In February 2017, XOJET said it had retained Perella Weinberg Partners to explore financial options, including a possible sale or merger. On September 20, 2018, Vista Global (founded by Thomas Flohr in 2018 and the parent company of VistaJet), said it had reached an agreement to acquire the fleet and commercial operations of XOJET. In April 2019, Vista purchased the Florida-based mobile booking app developer JetSmarter.
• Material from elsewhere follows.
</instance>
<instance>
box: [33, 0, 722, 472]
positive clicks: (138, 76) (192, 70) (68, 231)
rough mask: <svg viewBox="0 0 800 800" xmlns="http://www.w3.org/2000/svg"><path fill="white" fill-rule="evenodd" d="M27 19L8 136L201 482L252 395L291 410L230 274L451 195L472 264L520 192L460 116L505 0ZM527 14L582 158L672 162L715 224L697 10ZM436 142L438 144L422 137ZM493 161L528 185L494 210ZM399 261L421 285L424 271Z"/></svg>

Vista took a controlling interest in XOJET in June 2019. With this purchase, Vista Global became the third-largest charter operator in the US. Vista Global shortly afterward merged XOJET with JetSmarter, powered by JetSmarter technology. Jetsmarter was founded by Sergey Petrossov. Petrossov joined Vista and led XO as President through 2024. In 2019, the combined entity was rebranded as XO. Under Petrossov, in 2021, Vista Global announced an 82% year-on-year increase in XO deposit-members.

==Fleet==
XO owns and operates Bombardier Challenger 300 and Cessna Citation X jets. Through a preferred operator partnership program, XO has access to 1,450+ private aircraft; available types include the Hawker 400XP, Hawker 800XP and Gulfstream V.